In early July 1966, while returning from shows in the Philippines, The Beatles made a quick stopover in New Delhi, India, marking their first trip to the country. Less than two years later, in February 1968, the group would return for an extended sojourn at Maharishi Mahesh Yogi’s ashram in Rishikesh, India where they would take a training course in Transcendental Meditation®. Their search for spiritual enlightenment would both shape their thinking and values and indelibly color the sounds of their expanding musical palette.

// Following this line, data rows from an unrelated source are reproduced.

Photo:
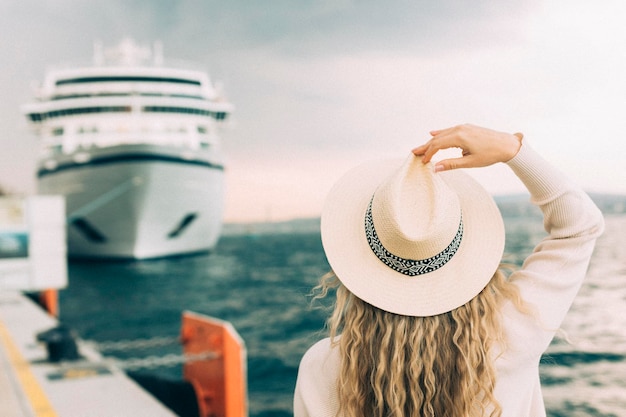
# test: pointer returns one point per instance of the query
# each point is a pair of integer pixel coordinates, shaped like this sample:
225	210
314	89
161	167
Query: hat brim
437	292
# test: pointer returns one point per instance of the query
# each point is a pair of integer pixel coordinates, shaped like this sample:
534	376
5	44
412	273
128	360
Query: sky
321	86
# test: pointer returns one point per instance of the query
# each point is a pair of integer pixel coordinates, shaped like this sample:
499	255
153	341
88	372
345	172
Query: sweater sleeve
552	275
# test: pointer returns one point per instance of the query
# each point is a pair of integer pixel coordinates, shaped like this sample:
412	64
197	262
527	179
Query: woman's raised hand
480	146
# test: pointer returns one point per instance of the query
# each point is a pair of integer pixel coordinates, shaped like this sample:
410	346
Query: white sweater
548	280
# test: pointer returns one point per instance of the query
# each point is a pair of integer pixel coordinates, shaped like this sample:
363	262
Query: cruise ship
134	146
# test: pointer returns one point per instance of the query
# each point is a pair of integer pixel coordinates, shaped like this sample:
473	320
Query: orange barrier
49	300
221	382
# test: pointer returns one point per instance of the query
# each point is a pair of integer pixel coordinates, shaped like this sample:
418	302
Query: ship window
79	110
185	110
114	79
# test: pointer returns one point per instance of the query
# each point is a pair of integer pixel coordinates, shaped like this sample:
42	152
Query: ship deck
31	386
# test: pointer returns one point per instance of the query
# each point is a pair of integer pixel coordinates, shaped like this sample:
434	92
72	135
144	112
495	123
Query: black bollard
60	344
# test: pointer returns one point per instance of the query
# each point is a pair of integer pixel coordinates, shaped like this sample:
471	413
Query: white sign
33	248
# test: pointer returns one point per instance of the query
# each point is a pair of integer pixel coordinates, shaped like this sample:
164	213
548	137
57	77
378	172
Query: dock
32	386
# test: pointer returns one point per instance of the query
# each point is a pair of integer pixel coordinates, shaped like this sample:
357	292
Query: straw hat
411	241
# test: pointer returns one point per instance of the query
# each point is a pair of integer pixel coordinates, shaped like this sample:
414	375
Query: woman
425	322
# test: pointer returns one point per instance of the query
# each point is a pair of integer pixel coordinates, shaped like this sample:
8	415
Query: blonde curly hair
399	366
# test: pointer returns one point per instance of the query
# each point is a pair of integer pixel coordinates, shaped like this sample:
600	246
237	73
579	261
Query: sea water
261	281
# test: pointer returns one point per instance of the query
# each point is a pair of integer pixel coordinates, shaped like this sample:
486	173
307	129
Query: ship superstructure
133	146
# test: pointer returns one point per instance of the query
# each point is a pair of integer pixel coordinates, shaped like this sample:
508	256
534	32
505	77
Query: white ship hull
138	202
133	145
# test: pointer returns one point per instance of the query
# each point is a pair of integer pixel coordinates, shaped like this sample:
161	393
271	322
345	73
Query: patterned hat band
409	267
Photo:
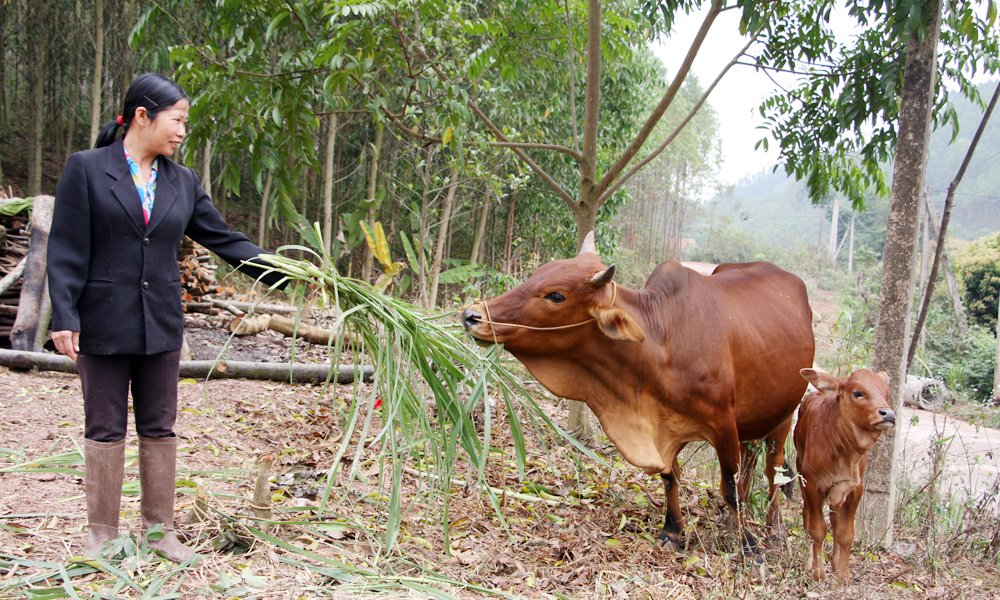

Silva Screen Records, in tandem with the documentary release on BritBox in North America, presents a 19-song companion album: The Beatles And India: Songs Inspired by The Film, featuring wondrous interpretations of The Beatles songbook, blending traditional and contemporary Indian influences, as recorded and performed by Indian artists Anoushka Shankar (Ravi Shankar's daughter), Vishal Dadlani, Kissnuka, Benny Dayal, Dhruv Ghanekar, Karsh Kale, and Soulmate. Many of the songs featured on the album--“Mother Nature’s Son,” “Dear Prudence,” “Sexy Sadie,” Back in the USSR,” “I’m So Tired,” “Julia,” I Will,” “The Continuing Story Of Bungalow Bill,” Everybody’s Got Something to Hide (Except for Me and My Monkey),” “Child of Nature,” (later re-written and recorded by John Lennon in his solo career as “Jealous Guy”)--were written during The Beatles 1968 extended stay in Rishikesh, India and most would feature on the group’s 1968 double-album, The Beatles, better known as “The White Album.”
The Beatles And India is an unforgettable audio-visual experience that spotlights the legacy of that historic visit, chronicling The Beatles’ crucial role as avatars of a musical movement inspiring newfound societal and cultural awareness, weaving the fabric of pop and Indian music into a unified force of positivity and spiritual exploration.